Another type of   Kriti which was not tried out by Sri Dikshitar and Sri Shyama Sastry was the Ninda-stuti, taking the Lord to task in mock anger. These again are the shades of Ramadasa.  Sri Tyagaraja taunts Sri Rama: what is the point in calling you savior  of the world and remover of difficulties (Pranatartihara) if you do not come to my rescue despite  countless appeals I made to you:  Ilalo pranatartiharudanu’ (Atana); … you became a famous king merely because Sita married you , and a hero because Sita did not burn Ravana into ashes by her angry looks : Ma Janaki chabattaga Maharaju vaithivayya  (Kambhoji); … and , he then takes Sita to task for marrying a good looking but a heartless person : ‘Sari evvare’ (Sriranjani).

Even in despair and anger, Sri Thyagaraja doesn’t loose his composure; and, he refrains from using harsh words to rebuke his Rama. The best he can ever do in his Ninda-stuti is to question Lord Rama’s judgment. In the Kriti Yuktamu Kadu (in Sri Raga) , the title of which  means “this is not proper for you, Lord”,  Sri Thyagaraja wonders why the Lord has disappeared, exclaiming in despair that it is not proper on His part not to protect his beloved Bhakta.

35.4. But, essentially Sri Tyagaraja was a Rama-bhaktha who was also a gifted poet and musician. He might have drawn comparisons from ordinary life, collective memory and common wisdom, perhaps to be accessible to the people of the world. But, inwardly he was a mystic yearning for liberation.  Sri Tyagaraja sang not merely for himself but for the liberation of all his fellow beings.

Rama pattabhishekam S Rajam

Output

36.1. The varieties of forms, vast spread of contents and sheer volume of his creative works is truly amazing.

We have in Sri Tyagaraja an extraordinary collection of verities of musical forms and compositions, ranging from Divya-nama-sankeerthanam and Utsava-sampradaya songs suited for group singing;  musical dance-dramas such as Nauka-Charitam and Prahlada Bhakti Vijayam; Kirtanas beseeching the Lord for help , kindness and love; and above all liberation; songs bursting out in sheer joy and ecstasy ; songs in playful mood , mocking Rama in jest and half-anger; and , there are , of course , the Grand Compositions grouped as Pancharatna-kritis representing the highest form of art music performed in formal classical concerts.

It is the spread in the variety of his creations that   marks Sri Tyagaraja among his illustrious contemporaries.
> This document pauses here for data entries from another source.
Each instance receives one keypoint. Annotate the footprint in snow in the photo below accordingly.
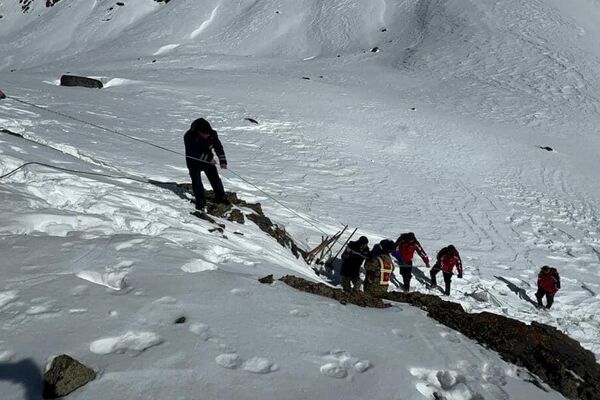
(228, 360)
(202, 330)
(259, 365)
(129, 342)
(340, 363)
(299, 313)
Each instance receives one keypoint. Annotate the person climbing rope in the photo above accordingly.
(446, 260)
(548, 285)
(379, 268)
(406, 245)
(354, 255)
(200, 141)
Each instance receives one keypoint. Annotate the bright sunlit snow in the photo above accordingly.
(439, 132)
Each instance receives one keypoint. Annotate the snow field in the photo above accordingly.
(437, 133)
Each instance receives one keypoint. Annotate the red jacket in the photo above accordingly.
(406, 251)
(549, 281)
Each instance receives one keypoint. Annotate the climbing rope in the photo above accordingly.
(74, 171)
(97, 126)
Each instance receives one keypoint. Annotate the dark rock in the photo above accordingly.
(555, 358)
(267, 279)
(357, 298)
(204, 216)
(222, 210)
(73, 80)
(236, 216)
(65, 376)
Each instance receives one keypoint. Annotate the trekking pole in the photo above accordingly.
(345, 243)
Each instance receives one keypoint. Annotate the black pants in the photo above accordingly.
(406, 272)
(213, 177)
(549, 298)
(447, 278)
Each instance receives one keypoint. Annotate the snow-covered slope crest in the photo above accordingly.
(250, 27)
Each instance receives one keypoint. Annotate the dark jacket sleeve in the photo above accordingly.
(420, 251)
(218, 146)
(556, 277)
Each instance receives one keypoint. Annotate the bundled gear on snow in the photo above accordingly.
(447, 258)
(200, 142)
(379, 267)
(548, 285)
(406, 245)
(353, 257)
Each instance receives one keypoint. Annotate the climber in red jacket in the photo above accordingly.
(548, 285)
(406, 245)
(447, 259)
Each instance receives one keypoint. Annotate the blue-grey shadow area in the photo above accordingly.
(517, 290)
(25, 373)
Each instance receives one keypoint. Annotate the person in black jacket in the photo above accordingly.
(200, 142)
(355, 253)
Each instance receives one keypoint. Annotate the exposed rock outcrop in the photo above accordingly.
(65, 376)
(359, 298)
(233, 212)
(555, 358)
(547, 353)
(74, 80)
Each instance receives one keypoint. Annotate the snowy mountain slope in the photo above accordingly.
(87, 275)
(490, 83)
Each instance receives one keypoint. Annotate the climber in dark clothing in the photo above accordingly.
(354, 255)
(447, 258)
(200, 141)
(548, 285)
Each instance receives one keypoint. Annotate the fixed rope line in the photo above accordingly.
(165, 149)
(75, 171)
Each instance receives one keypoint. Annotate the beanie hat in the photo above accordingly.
(387, 245)
(363, 240)
(202, 125)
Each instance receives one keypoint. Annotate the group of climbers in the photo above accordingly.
(379, 267)
(379, 264)
(200, 143)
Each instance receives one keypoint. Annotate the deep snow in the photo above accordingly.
(100, 268)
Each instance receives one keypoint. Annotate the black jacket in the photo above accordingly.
(202, 149)
(353, 258)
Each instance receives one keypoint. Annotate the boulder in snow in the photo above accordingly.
(65, 376)
(74, 80)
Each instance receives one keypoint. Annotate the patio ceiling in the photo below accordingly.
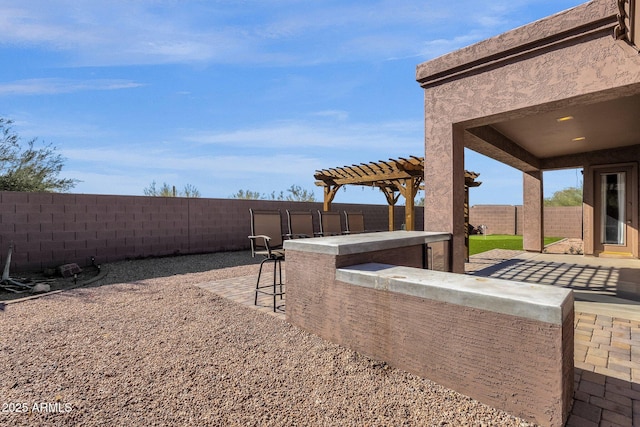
(527, 141)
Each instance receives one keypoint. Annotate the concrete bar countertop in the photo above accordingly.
(365, 242)
(544, 303)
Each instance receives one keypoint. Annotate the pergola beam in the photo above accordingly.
(394, 177)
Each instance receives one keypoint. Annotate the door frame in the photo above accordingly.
(631, 208)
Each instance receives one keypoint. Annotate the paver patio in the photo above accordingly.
(607, 329)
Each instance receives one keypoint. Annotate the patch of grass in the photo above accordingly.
(478, 244)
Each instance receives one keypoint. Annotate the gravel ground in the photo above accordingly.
(143, 347)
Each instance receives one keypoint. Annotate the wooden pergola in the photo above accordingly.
(394, 177)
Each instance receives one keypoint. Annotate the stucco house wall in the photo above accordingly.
(571, 59)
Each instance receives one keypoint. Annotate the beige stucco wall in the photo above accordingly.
(568, 59)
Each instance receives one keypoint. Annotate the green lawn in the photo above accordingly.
(479, 244)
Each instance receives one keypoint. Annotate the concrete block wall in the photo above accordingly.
(563, 221)
(499, 219)
(50, 229)
(559, 221)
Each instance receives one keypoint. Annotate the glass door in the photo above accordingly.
(616, 211)
(613, 230)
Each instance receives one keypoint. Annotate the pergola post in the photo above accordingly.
(409, 188)
(392, 198)
(329, 194)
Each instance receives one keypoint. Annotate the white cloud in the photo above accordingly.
(50, 86)
(271, 32)
(335, 135)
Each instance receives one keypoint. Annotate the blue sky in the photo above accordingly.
(239, 94)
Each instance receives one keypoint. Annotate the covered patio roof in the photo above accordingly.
(394, 177)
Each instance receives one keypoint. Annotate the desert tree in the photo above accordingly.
(29, 166)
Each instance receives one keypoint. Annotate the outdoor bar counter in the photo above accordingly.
(507, 344)
(406, 248)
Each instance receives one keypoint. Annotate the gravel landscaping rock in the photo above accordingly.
(144, 347)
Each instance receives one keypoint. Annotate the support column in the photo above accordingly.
(444, 183)
(533, 215)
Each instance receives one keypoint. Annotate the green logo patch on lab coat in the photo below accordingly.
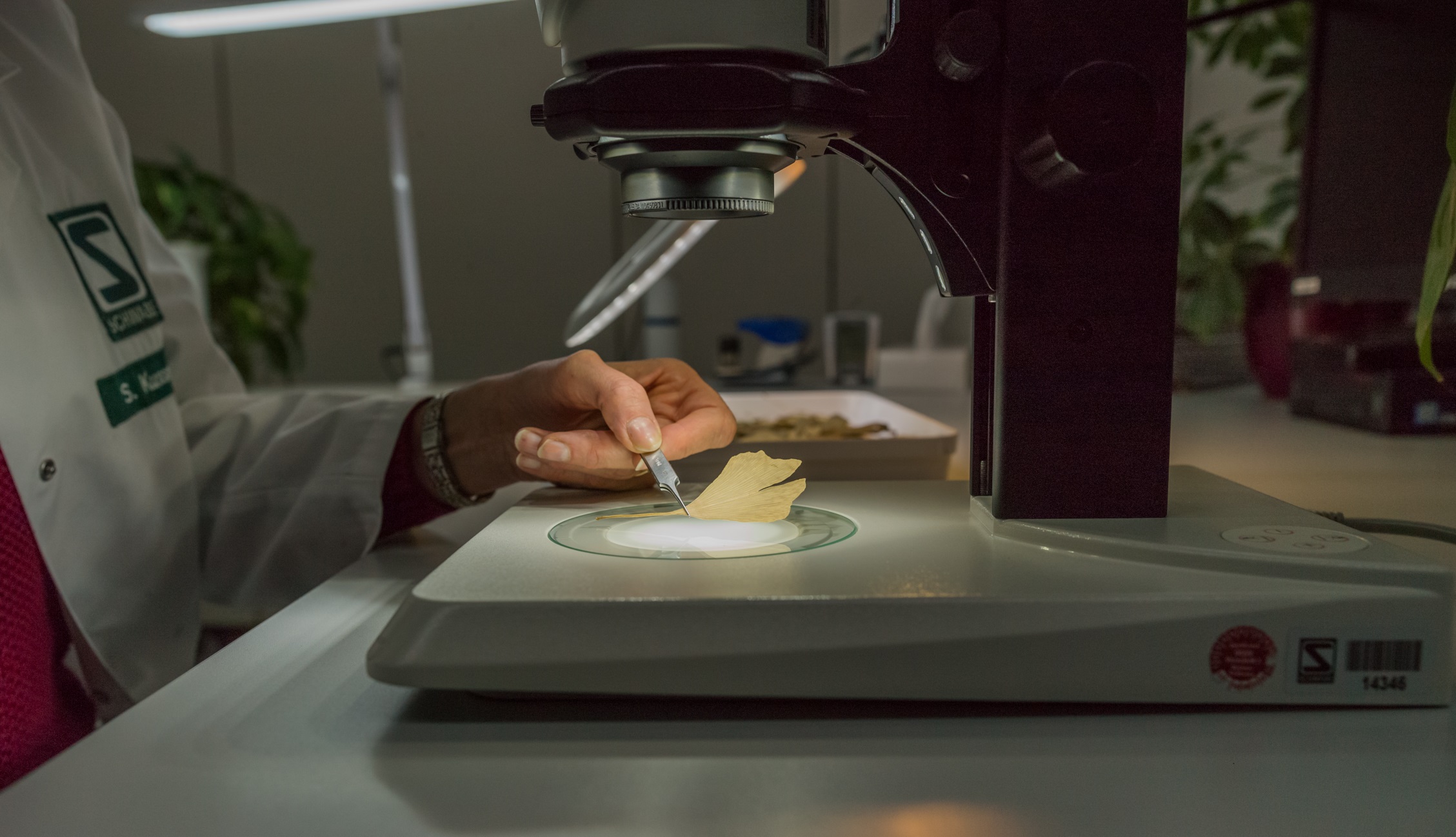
(136, 388)
(108, 270)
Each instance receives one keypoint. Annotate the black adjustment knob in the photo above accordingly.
(967, 44)
(1102, 117)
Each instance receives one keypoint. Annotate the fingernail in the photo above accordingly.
(528, 440)
(555, 451)
(644, 434)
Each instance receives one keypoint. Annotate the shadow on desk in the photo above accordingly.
(461, 709)
(819, 767)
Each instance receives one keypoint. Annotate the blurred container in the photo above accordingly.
(851, 348)
(921, 449)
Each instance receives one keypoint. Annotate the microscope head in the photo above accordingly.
(696, 105)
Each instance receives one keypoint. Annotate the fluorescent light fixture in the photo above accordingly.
(287, 14)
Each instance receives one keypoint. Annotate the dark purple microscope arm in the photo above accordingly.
(1035, 146)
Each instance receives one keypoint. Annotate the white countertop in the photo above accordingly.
(283, 733)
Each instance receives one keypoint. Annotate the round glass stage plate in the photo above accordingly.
(677, 538)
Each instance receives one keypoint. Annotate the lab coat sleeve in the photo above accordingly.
(289, 482)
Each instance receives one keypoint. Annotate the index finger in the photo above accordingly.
(621, 400)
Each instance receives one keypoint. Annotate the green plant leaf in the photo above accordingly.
(1441, 253)
(258, 271)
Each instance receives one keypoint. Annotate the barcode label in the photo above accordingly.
(1384, 655)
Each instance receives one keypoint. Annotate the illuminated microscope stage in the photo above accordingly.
(910, 590)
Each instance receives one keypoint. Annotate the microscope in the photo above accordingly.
(1034, 148)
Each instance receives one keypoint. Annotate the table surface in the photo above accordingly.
(283, 733)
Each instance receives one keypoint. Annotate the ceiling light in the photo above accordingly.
(287, 14)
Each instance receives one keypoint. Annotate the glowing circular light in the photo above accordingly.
(708, 536)
(683, 538)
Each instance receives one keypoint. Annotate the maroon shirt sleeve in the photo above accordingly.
(408, 501)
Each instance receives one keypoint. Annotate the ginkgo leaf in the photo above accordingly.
(744, 491)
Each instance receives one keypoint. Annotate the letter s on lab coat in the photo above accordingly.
(207, 493)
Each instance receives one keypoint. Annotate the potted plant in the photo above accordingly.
(257, 270)
(1233, 262)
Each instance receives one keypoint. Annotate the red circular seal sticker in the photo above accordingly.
(1242, 657)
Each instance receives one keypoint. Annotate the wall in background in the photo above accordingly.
(513, 228)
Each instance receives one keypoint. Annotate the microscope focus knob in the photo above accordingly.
(1102, 117)
(967, 44)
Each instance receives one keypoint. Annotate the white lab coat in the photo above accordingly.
(152, 479)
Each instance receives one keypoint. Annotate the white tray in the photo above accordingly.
(921, 448)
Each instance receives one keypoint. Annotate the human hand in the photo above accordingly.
(581, 421)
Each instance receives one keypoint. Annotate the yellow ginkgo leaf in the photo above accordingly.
(744, 491)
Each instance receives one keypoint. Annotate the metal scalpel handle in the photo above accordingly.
(666, 477)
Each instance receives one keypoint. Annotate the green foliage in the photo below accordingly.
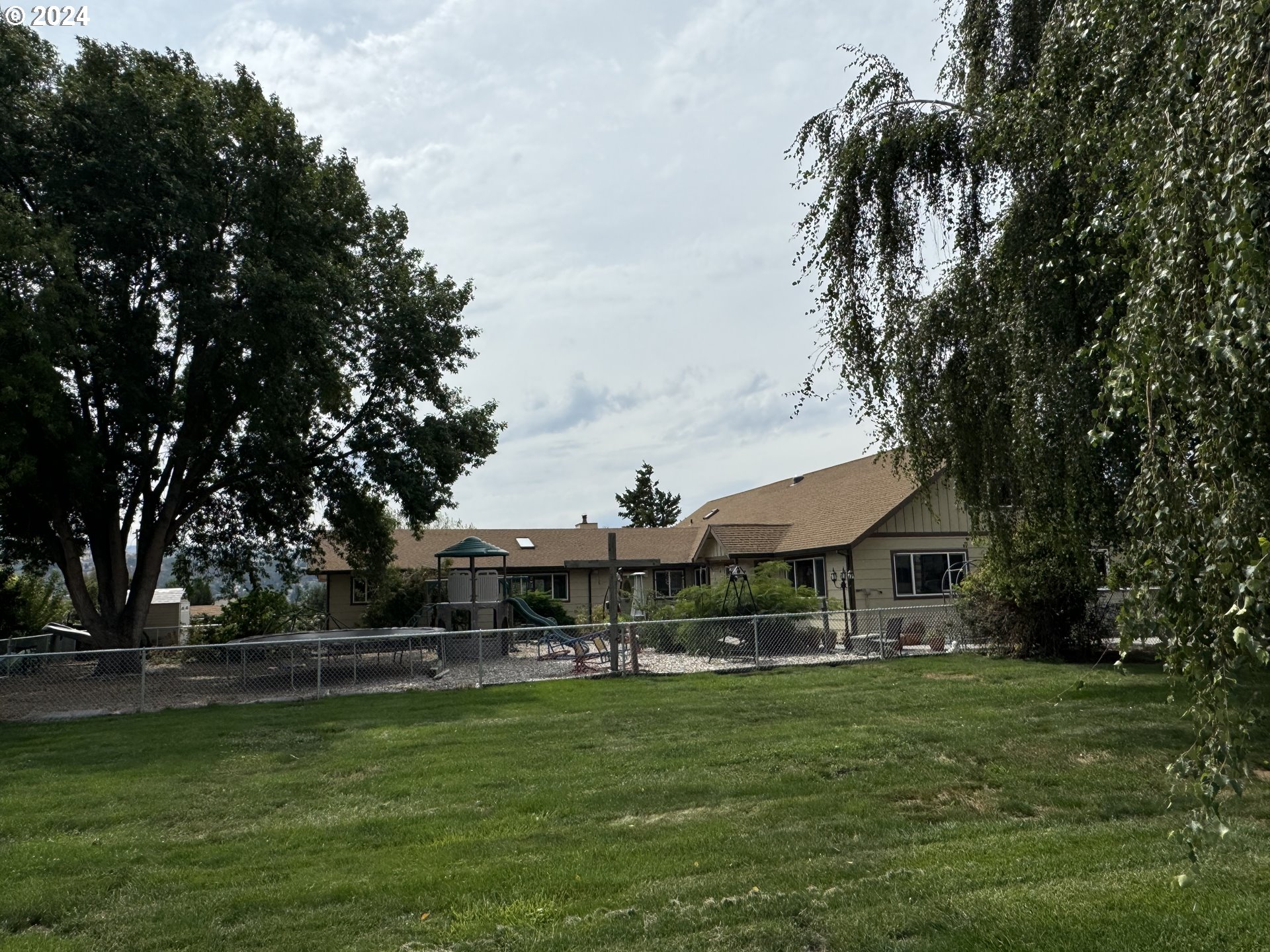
(774, 594)
(207, 333)
(310, 600)
(399, 597)
(28, 602)
(644, 504)
(544, 604)
(259, 612)
(1035, 596)
(200, 592)
(1091, 353)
The range of his music stretching from simple well set songs of melody, ease and grace that children love to sing , to edifying flood of Grand music is a testimony to Sri Tyagaraja’s manifold musical genius.

Although the bulk of his known compositions are devoted to Sri Rama , Sri Tyagaraja also composed quite a number of songs in praise of other deities as well , such as : Shiva, Krishna, Vishnu , Ganesha, Devi (in her various forms) ; and, many on the the River Kaveri and one on the River Yamuna (Allakallola) in Raga sowrashtra. He also composed a  number of songs glorifying  Nada Brahmam; the medium of  Sapta svara through which he expressed his devotion toward that sublime principle . Please read the article posted by Dr. P P Narayanaswami.

[The website at  New Age Multimedia Almanac  states  that of the  787 compositions of Sri Tyagaraja  listed by  it, as many as 698 are devoted to Sri Rama; the next , which is quite distant, are 37 Kritis on the Devi  , followed  by 19 on Shiva; and, 12 on Krishna . The rest are in single digits.]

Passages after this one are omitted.